Beyond these requirements, all design details and decisions are the responsibility of the owning team.
Ultimately, the owning team is making a commitment to achieve an expected set of results and maintain an appropriate set of SLAs.
Using Core Teams and Services
Often in a strong STOSA-based organization, service teams may choose not to make use of a standard shared core and support capabilities. As an example, they may support their own database rather than using a database provided and supported by a centralized database team. Or they could decide to use their own cloud provider rather than the cloud provider supported by the operations team.
As long as a service team meets its specified requirements, it does not necessarily need to be forced to use these common infrastructure components. Of course, there are advantages for the service team in utilizing standard, shared capabilities. If the team chooses not to use these supported shared capabilities, it may in fact generate additional support headaches for itself. The key, though, is that this decision is the decision of the service team to make—and it has to live with the repercussions.
One advantage of this model is it gives motivation and responsibility to the core teams to treat the service teams as real customers…customers that can go somewhere else if they don’t provide the capabilities they require. This can provide strong motivation for a centralized team to provide higher quality offerings to the service teams.

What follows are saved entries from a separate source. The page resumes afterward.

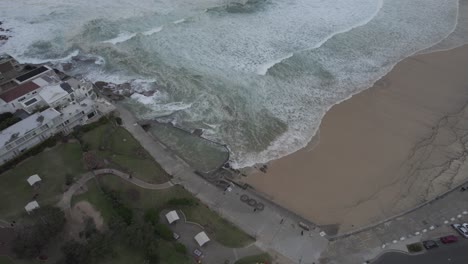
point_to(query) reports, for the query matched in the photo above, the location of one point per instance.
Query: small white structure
(201, 238)
(34, 179)
(31, 206)
(172, 216)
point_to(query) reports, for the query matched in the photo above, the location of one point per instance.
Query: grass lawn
(138, 198)
(168, 254)
(261, 258)
(52, 166)
(122, 255)
(124, 152)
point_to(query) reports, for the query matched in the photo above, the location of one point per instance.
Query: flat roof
(33, 179)
(31, 206)
(201, 238)
(24, 126)
(6, 66)
(32, 73)
(172, 216)
(18, 91)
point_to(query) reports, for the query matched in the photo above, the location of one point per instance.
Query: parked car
(448, 239)
(430, 244)
(462, 229)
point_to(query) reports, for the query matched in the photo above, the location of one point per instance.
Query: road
(456, 253)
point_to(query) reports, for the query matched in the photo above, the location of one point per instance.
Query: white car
(462, 229)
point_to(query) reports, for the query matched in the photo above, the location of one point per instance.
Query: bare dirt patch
(83, 210)
(77, 216)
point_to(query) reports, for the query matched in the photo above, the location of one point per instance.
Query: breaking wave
(261, 73)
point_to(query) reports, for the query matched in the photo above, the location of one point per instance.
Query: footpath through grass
(141, 199)
(117, 148)
(52, 165)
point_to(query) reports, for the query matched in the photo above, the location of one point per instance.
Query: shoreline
(381, 105)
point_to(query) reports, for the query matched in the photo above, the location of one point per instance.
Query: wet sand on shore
(384, 150)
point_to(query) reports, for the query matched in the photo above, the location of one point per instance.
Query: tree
(164, 231)
(151, 216)
(152, 253)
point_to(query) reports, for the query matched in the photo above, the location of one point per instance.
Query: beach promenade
(275, 229)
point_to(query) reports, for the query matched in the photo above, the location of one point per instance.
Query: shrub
(163, 231)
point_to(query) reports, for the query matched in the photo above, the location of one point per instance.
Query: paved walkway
(213, 251)
(275, 229)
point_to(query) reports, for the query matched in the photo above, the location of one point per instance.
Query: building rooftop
(52, 93)
(32, 74)
(6, 66)
(34, 179)
(24, 126)
(18, 91)
(75, 107)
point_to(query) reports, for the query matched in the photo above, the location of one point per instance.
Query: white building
(68, 103)
(27, 133)
(31, 206)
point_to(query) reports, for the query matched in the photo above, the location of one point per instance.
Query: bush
(180, 248)
(415, 247)
(163, 231)
(182, 202)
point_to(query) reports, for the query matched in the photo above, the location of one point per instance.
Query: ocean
(256, 75)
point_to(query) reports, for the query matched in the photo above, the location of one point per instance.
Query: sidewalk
(274, 228)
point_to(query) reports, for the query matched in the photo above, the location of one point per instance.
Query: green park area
(54, 166)
(112, 146)
(256, 259)
(172, 198)
(132, 232)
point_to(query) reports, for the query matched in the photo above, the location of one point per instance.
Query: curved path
(65, 202)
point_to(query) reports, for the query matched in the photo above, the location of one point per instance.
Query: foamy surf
(207, 72)
(179, 21)
(263, 69)
(153, 31)
(122, 37)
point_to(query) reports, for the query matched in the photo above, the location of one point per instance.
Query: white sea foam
(209, 67)
(120, 38)
(152, 31)
(263, 68)
(179, 21)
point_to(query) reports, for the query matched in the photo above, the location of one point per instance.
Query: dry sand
(383, 151)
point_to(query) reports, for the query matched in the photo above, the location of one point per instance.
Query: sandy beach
(383, 151)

Your organization does not have to do this to support STOSA, and in fact your organization may put in service requirements that require the use of core infrastructure components. But in general, the greater the flexibility given to the service teams, the greater the ingenuity and ultimately the better the services that are produced.

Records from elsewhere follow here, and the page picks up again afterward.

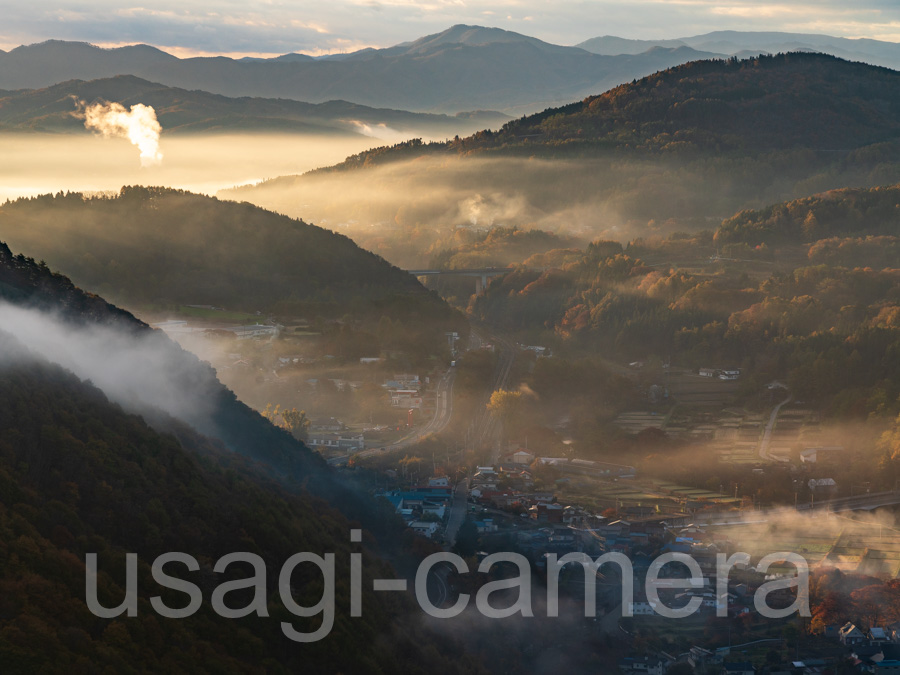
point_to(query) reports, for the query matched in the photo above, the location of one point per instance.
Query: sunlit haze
(199, 27)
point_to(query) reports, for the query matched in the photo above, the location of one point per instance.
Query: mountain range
(689, 145)
(461, 68)
(180, 110)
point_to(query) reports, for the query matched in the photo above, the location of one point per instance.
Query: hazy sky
(237, 27)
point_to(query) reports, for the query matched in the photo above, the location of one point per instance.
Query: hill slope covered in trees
(674, 150)
(163, 247)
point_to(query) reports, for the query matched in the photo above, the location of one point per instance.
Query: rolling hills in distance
(679, 149)
(181, 111)
(460, 69)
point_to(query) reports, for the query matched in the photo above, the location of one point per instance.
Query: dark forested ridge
(837, 213)
(806, 292)
(78, 475)
(272, 451)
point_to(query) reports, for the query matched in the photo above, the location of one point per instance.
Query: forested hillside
(838, 213)
(78, 475)
(179, 110)
(677, 150)
(164, 247)
(754, 105)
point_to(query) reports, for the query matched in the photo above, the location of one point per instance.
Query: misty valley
(339, 364)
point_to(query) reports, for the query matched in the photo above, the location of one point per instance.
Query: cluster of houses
(405, 391)
(423, 507)
(876, 650)
(332, 434)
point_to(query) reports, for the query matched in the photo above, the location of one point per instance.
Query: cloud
(138, 124)
(141, 372)
(232, 27)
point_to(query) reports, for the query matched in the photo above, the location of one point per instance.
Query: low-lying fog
(40, 163)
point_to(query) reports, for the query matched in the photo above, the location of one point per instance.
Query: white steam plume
(139, 125)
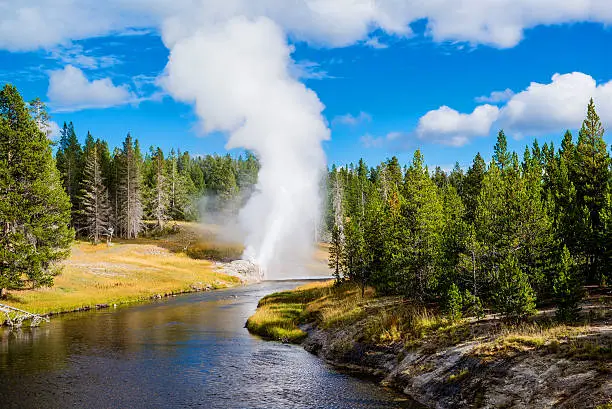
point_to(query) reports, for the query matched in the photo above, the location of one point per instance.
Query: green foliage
(34, 209)
(514, 298)
(454, 303)
(567, 288)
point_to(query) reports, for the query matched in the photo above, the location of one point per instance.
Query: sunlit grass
(121, 273)
(571, 341)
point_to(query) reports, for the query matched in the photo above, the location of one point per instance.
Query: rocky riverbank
(467, 364)
(461, 376)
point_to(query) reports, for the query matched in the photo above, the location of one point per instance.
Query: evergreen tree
(591, 174)
(514, 297)
(129, 190)
(70, 164)
(34, 209)
(501, 156)
(40, 115)
(158, 190)
(567, 288)
(471, 186)
(336, 255)
(95, 205)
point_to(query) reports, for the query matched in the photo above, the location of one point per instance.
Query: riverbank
(98, 276)
(443, 364)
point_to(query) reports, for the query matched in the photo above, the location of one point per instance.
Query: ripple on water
(190, 351)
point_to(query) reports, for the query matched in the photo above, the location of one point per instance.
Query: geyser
(238, 75)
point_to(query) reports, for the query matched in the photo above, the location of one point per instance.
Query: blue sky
(386, 85)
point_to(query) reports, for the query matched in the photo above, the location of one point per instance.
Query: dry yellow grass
(122, 273)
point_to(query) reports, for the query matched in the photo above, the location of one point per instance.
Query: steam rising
(238, 75)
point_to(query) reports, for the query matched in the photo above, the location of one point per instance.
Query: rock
(246, 270)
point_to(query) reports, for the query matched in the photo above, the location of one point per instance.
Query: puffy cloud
(308, 70)
(538, 110)
(329, 22)
(70, 90)
(352, 120)
(74, 54)
(446, 126)
(496, 97)
(374, 42)
(395, 140)
(552, 107)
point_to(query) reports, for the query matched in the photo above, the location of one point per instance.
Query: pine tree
(159, 190)
(40, 115)
(514, 297)
(70, 164)
(501, 156)
(471, 186)
(336, 255)
(129, 190)
(424, 223)
(95, 206)
(567, 288)
(34, 209)
(591, 174)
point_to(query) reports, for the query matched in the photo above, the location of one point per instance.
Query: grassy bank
(389, 321)
(444, 363)
(130, 271)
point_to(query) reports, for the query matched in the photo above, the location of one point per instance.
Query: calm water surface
(186, 352)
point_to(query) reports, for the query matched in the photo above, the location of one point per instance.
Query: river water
(190, 351)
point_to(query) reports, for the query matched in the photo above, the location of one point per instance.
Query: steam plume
(237, 73)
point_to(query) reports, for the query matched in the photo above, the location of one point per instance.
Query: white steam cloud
(246, 64)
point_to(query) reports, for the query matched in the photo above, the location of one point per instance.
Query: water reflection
(189, 351)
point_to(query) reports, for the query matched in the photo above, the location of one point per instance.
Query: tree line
(114, 192)
(88, 191)
(506, 236)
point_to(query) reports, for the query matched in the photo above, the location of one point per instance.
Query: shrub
(567, 288)
(454, 303)
(515, 298)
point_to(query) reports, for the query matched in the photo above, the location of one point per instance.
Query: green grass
(125, 272)
(279, 315)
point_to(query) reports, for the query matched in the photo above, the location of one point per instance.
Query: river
(190, 351)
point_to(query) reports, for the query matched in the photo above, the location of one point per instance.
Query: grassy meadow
(133, 270)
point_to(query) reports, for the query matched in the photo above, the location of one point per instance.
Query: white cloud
(558, 105)
(70, 90)
(374, 42)
(446, 126)
(352, 120)
(540, 109)
(392, 138)
(74, 54)
(500, 23)
(496, 97)
(310, 70)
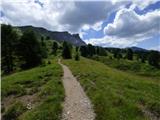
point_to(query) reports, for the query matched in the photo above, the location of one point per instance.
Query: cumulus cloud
(128, 23)
(129, 29)
(58, 15)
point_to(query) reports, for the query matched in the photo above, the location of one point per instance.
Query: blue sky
(103, 23)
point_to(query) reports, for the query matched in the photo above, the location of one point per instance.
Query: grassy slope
(134, 66)
(43, 82)
(116, 94)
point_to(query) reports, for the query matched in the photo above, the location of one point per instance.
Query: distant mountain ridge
(58, 36)
(138, 49)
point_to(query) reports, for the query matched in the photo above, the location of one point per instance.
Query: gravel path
(77, 106)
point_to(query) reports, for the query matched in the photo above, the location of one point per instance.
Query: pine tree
(129, 54)
(54, 48)
(8, 43)
(154, 58)
(29, 50)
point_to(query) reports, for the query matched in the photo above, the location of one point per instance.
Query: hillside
(54, 35)
(33, 94)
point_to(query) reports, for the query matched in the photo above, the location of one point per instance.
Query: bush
(14, 111)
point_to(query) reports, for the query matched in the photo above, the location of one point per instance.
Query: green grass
(117, 95)
(45, 83)
(134, 66)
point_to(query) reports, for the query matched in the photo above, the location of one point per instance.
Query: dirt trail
(77, 106)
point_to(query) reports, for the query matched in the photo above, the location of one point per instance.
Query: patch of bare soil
(77, 105)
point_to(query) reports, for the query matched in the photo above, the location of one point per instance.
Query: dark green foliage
(101, 51)
(8, 43)
(29, 50)
(77, 56)
(14, 111)
(67, 50)
(43, 48)
(91, 50)
(129, 54)
(47, 38)
(54, 48)
(154, 58)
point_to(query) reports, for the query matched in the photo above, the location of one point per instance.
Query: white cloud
(128, 23)
(156, 47)
(57, 15)
(129, 29)
(143, 4)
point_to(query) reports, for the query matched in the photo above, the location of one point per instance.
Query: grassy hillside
(116, 94)
(33, 94)
(134, 66)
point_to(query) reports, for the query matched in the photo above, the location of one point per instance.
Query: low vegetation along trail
(77, 106)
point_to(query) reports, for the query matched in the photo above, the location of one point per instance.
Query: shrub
(14, 111)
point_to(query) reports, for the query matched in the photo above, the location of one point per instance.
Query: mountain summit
(58, 36)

As your organization grows and scales, there will be a natural tendency toward accepting these standardized core platform teams by the individual service teams. In fact, in a large, highly scaled organization, there may be little difference between service teams that are “forced” to use common platforms and those that “choose” to because it’s the only way for them to meet their specified requirements. The more you can make this a choice, whether real or perceived, the better buy-in you’ll have within your organization in general.
Summary
STOSA is an important model for determining how services should be owned and managed by individual development teams. It describes a model for an organization culture that makes building and maintaining services a scalable practice. In the remaining chapters in Part II, we’ll continue discussing service ownership as we focus on service interactions and the interfaces between services.